La question se pose avec d’autant plus d’acuité que l’on sait que l’Ombudsman anglais, doté d’une équipe de 85 personnes, ne réussit à effectuer une visite approfondie de chaque établissement, qui sont au nombre de 139, que tous les 5 ans...
Ainsi, le Contrôleur général des lieux de privation de liberté ne pourra jouer pleinement son rôle qu’à la condition que les pouvoirs publics lui en donnent les moyens... à défaut, il ne sera qu’une autorité indépendante parmi d’autres que l’on aura tôt fait d’oublier... La loi pénitentiaire
Si bien le projet de loi pénitentiaire suscite d’ores et déjà l’intérêt de notre profession et des médias, il n’en est pourtant encore qu’à l’état d’ébauche...
En effet, à la date d’aujourd’hui, le seul élément concret réside dans la nomination par le Garde des Sceaux, Rachida DATI, le 11 juillet 2007, d’un comité d’orientation restreint sur la grande loi pénitentiaire qui regroupe des représentants du personnel de l’administration pénitentiaire, des personnalités du monde judiciaire, des personnalités de la vie civile.
Un membre du Conseil National des Barreaux est présent au sein de cette commission, notre confrère Gérard TCHOLAKIAN.
Le Président Frank NATALI a reçu l’assurance du Ministère de la Justice que la Conférence des Bâtonniers sera auditionnée par le comité d’orientation.

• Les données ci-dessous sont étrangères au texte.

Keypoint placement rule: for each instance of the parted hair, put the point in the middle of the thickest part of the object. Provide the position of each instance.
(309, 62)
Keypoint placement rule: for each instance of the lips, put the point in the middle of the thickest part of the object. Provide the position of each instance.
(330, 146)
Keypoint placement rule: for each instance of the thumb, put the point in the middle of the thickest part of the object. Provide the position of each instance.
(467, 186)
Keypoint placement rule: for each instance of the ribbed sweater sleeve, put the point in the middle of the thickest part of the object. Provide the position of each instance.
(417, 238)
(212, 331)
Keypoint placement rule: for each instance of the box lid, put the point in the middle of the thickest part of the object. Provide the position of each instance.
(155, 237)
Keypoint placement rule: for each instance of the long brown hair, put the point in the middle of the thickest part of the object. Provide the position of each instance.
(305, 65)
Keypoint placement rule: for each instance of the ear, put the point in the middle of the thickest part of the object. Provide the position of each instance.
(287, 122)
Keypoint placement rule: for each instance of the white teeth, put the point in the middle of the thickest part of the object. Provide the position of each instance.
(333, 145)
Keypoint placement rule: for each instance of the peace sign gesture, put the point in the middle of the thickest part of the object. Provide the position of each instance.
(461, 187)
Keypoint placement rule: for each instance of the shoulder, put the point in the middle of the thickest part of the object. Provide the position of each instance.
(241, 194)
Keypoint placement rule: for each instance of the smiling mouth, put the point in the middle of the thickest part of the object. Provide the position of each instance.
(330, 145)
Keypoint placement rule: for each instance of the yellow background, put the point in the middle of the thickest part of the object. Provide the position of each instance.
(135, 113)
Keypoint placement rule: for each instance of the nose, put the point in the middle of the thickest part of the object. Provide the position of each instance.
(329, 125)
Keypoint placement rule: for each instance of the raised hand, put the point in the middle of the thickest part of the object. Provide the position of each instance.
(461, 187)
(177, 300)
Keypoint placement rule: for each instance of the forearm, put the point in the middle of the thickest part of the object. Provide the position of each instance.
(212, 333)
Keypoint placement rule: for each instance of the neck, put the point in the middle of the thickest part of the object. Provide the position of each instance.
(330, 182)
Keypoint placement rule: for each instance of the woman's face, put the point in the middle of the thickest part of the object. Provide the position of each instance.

Si la nécessité de l’adoption de cette grande loi pénitentiaire ne peut être contestée en son principe, l’on peut toutefois légitimement s’interroger sur le point de savoir si nous ne disposons pas, déjà, d’instruments susceptibles de permettre aux établissements pénitentiaires de « respirer », notamment en privilégiant les peines alternatives à l’emprisonnement, les placements sous surveillance électronique, les libérations conditionnelles...
Comme le professait le Dom Juan de Molière « Il ne faut pas dire, il faut faire » !
Une loi pénitentiaire, aussi complète soit-elle, n’aura de réel intérêt qu’autant que les moyens nécessaires à sa mise en œuvre seront débloqués...
A défaut, là encore, elle ne sera que poudre aux yeux !
Notre profession aura le devoir, dans le cadre de la discussion qui s’installera lors de l’adoption de la loi pénitentiaire, de s’assurer que les lieux de privation de liberté seront, à l’avenir, conformes aux principes d’une société démocratique dans laquelle l’individu concerné dispose de libertés et de droits fondamentaux, à l’exception de la liberté d’aller et venir. Cet article n'engage que son auteur.